Goldbug is accessible for 24 hours for tourists. The trailhead is neat highway 93 which is accessible from multiple cities. There are information boards on the way of Goldbug Hot Spring which will guide you to reach at the destination and also has a washroom in the start of the trail.

22. Selway Falls

Selway Falls is not so much a plummeting waterfall as it is a complex, multilevel, multichannel torrent scattered with enormous stones. But the trip is a delight, and its swirling waters are captivating.

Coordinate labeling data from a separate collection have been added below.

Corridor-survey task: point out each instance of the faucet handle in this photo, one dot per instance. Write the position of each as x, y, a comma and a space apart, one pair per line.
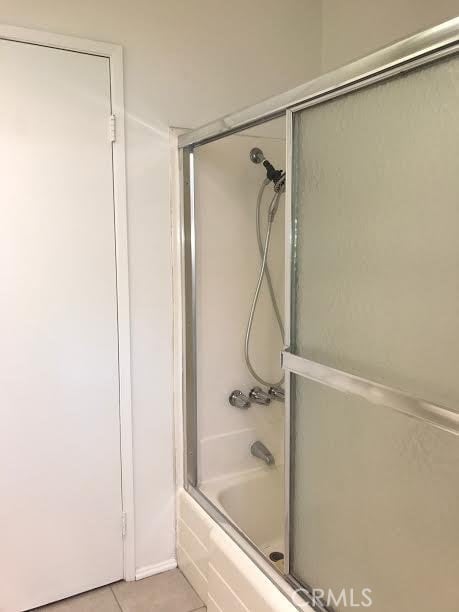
238, 399
277, 393
258, 396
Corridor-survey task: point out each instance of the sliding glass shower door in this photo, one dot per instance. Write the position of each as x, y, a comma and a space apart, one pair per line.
374, 355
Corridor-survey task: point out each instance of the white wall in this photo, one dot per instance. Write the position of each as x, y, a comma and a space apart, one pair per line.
227, 268
353, 28
185, 63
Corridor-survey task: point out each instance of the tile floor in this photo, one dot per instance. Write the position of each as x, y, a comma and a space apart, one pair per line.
167, 592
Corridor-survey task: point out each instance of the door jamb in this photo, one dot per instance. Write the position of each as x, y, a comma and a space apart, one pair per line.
114, 53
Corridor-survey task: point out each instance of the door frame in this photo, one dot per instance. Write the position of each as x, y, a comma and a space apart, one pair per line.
114, 53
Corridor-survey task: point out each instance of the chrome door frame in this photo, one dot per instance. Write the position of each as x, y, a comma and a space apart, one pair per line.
422, 48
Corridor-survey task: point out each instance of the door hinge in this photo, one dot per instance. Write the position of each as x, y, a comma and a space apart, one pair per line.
123, 524
112, 128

Travelers following U.S. Highway 12 along the Clearwater River from Lewiston to the falls are subjected to the many microclimates and forest types of the region.

The Clearwater River canyon’s slopes near Lewiston are exposed, with only grass and bush for shelter. Ponderosa trees start to appear as you move eastward near Orofino, dotting the hillsides.

To get to Lowell, take U.S. Highway 12 east from the Lewiston-Clarkston Valley, passing via Orofino, Kamiah, Kooskia, and Syringa. To get to the falls, turn right on the Selway River Road and go eighteen kilometers

What is the best time to visit Idaho?

The best time to visit Idaho is just before the winter season and in the months of Spring. The Idaho climate in the summer season in warm and perfect for taking a dip into the waterfall while if you want to try more activities and enjoy the various glimpses of Idaho then August to October month are the best time to visit Idaho and the waterfalls of Idaho.

Conclusion: Waterfalls in Idaho

These are the best waterfalls in Idaho and you must visit these if you are planning your stay in Idaho. These waterfalls will deliver you a unique experience and mesmerizing natural views. Most of the waterfalls have proper parking before the start of the waterfall hike.

All these places are natural so make sure to maintain the grace when you visit these waterfalls. Southern Idaho is home to some of the state’s most powerful waterfalls. From Boise to the Wyoming border, the Snake River plunges several hundred feet into southern Idaho. These magnificent demonstrations of gravity are highlighted in locations like Thousand Springs State Park and places like Twin Falls.

FAQs: Waterfalls in Idaho

Q: What is the best time to visit Idaho Waterfall?

A: Idaho is visitable throughout the year, you can visit the waterfalls of Idaho at any time of the year but it would be better to skip to visit Idaho Waterfall in the rainy season.

Q: Does Idaho Waterfalls offer Parking?

A: Yes, you can find the official parking in Idaho Waterfall. Although you need to walk or trek to reach till the Idaho Waterfall.

Q: Which one is the greatest waterfall in Idaho?

A: Shoshone waterfall is the greatest waterfall in Idaho.